Cool it! Indian mobile phone growth not that scorching: Voice&Data

03rd May 2011
Cool it!  Indian mobile  phone growth not that scorching: Voice&Data

A study in the latest issue of Cybermedia’s Voice and Data magazine suggests that Indian euphoria about the numbers having access to a mobile phone may be misplaced or exaggerated. The article points to the official numbers released monthly by the Telecom Regulatory Authority of India and says these represents subscriptions – not subscribers. At least  15 percent of Indian phone users have multiple SIMs in their phones. Many prepaid subcriptions are dormant. Considering all this, Voice and Data suggests India's actual mobile users could be 500 million, lower than the 810 million estimated till end March 2011.

The article says: A footnote in the TRAI release provides the first caveat: “Active wireless subscribers in VLR in February 2011 are 563 million” pointing to the fact that the actual number of mobile users in India is below the 810 million or even the 791 million mark.

The VLR, or Visitor Location Register, is a database of the subscribers who have roamed into the jurisdiction of the mobile switching center (MSC) which it serves. Each base station in the network is served by only one VLR, hence a subscriber cannot be present in more than one VLR at a time. So 563 million VLR in February means that the remaining 228 million subscribers, are inactive: users (mostly prepaid ones) who have not recharged their SIMs for a long time and are in the "grace period" before disconnection. This grace period can vary significantly, sometime stretching into months or a year, even though such users are unlikely to renew and recharge.

The second major caveat is that these are subscriptions, not subscribers. If a person has two SIM cards, he will show up has two subscribers in the TRAI data.

The study also quotes former CMD of BSNL Kuldeep Goyal as saying “Obviously,
800 million subscriptions does not mean 800 million users, actual number of active users would be in the 450-500 million range.”

There is no firm data on multiple SIM ownership, a very major trend in India, going by the large number of dual and triple SIM handsets sold. According to conservative industry estimates multiple-SIM ownership is at least 15% to 30% of total SIMS. That is, if you randomly pick 100 mobile users in India, they will own 115 to 130 active SIMs between them. Other industry sources say this figure is too conservative, and multi-SIM ownership is well above 30%.

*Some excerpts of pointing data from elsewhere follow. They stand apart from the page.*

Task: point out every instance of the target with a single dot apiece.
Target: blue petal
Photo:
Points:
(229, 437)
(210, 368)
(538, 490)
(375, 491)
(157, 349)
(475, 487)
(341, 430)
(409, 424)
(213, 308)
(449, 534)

“Bundling of SIM cards with mobile handsets at an entry price starting from Rs. 500 and upwards, and the ‘affordable lifetime connection’ plans caused a surge in new mobile connections,” says Naveen Mishra, Lead India Telecoms Analyst at CyberMedia Research. Supporting the Voice&Data argument further, he adds. “More than a third of handsets sold in the country during the quarter ended December 31, 2010 was a dual- or triple-SIM slot phone, as compared to less than 1 in hundred multi-SIM mobile phone sales in the quarter ended March 31 2009.”

Says Voice&Data Chief Editor Prasanto K Roy: "If you want to compute the real tele-density, to know how many real people own a mobile phone in India, you have to exclude inactive subscriptions and multi-SIM ownership. That leaves 501 million actual phone users. The assumputions we have made are conservative. The real picture could be more stark.”

However, this huge inaccuracy has a strong silver lining.

Adds Roy: "This does mean that the addressable market for handset makers and operators alike is bigger than most people thought—over 200 million bigger. It means over 700 million people do not yet have mobile phones or subscriptions, and that makes this the biggest market in the world for the decade ahead."

So the potential of Indian telecom market increases even further in light of the actual mobile subscriber base.
Link to V&D article: http://voicendata.ciol.com/content/top_stories/111050201.asp 

Footnote: We agree; In our snapshot feature we are accordingly qualifying the numbers as subsriptions.